Николай Иванович помог.

Вот как обделывались дела такого рода.

Но, может статься, и Латунский применил точно такой прием? Латунский? А почему не Ариман? И что мешало Мстиславу Лавровичу набрать заветный номер телефона и в приятельской беседе прикончить Мастера? Автор «Оптимистической трагедии», чью фамилию пародирует этот псевдоним, таким звонком в подходящий момент не затруднился бы.

Но Лаврович — не Вишневский, как Ариман — не Авербах и Латунский — не Литовский. В романе эти трое как политические особи размерами не поражают. Судя по должностям (а других данных нет) — политруки среднего звена. И Латунский не крупней, а всего лишь кровожадней. Тень в лающей своре, разве что глотка грубей. В процессии за гробом Берлиоза его место — крайний в четвертом ряду. Для деятеля, умеющего обратиться за личным одолжением к Ягоде, Ежову или Берии, — далековато.

Латунского придется отпустить за недостатком улик еще и потому, что в романе действуют персонажи более высокого ранга, у каждого из которых, если присмотреться, есть повод недолюбливать Мастера.

Это — не названный по фамилии редактор журнала — тот, что, прочитав рукопись, учинил Мастеру форменный допрос: давно ли пишет, кто надоумил, и прочее. Странное проявил любопытство и неприязненное.
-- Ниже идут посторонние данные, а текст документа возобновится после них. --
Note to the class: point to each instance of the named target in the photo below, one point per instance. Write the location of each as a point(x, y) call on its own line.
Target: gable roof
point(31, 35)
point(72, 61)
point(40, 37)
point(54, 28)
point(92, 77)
А чин у него — как у вышесказанного Гронского. В одном из вариантов текста есть у редактора и фамилия — Яшкин, и сказано, что «Яшкину роман не только не понравился, но он будто бы даже завизжал от негодования на такой роман и что отсюда пошли все беды».

Затем — редактор другого журнала и председатель Массолита Берлиоз. Должность как у Ставского, и хоть не был, кажется, с Мастером лично знаком, но зато питал пылкий интерес к герою его романа. Не обратить внимания на этот роман, вызвавший в прессе бурю, не принять в такой знатной травле участия — пожалуй, было бы с его стороны политической ошибкой. Притом такая загадочная смерть — на бегу к телефонной будке… Знал, стало быть, необходимый номер.

Третий и последний в этом списке — не кто иной, как супруг Маргариты Николаевны. «Очень крупный специалист, к тому же сделавший важнейшее открытие государственного значения», чем и заслужил пятикомнатную квартиру в готическом особняке — квартиру, — вздыхает Булгаков, — «которой в Москве позавидовали бы десятки тысяч людей». Видимо, это человек с немалыми возможностями. Такому пошли бы навстречу. Ну а мотив…

Алиби нет ни у кого, но поиски доказательств тщетны. Доносчик остается невидимкой. В полицейском государстве так бывает сплошь и рядом, в романах — редко. В романе Мастера, к примеру, каждый заклеймен своей виной. Героя погубили: Иуда — из низкой корысти, порожденной сластолюбием; Каифа — из пламенного догматизма; Пилат — из страха за свою плохую должность и опостылевшую жизнь; наконец, Левий Матфей — из усердия не по разуму.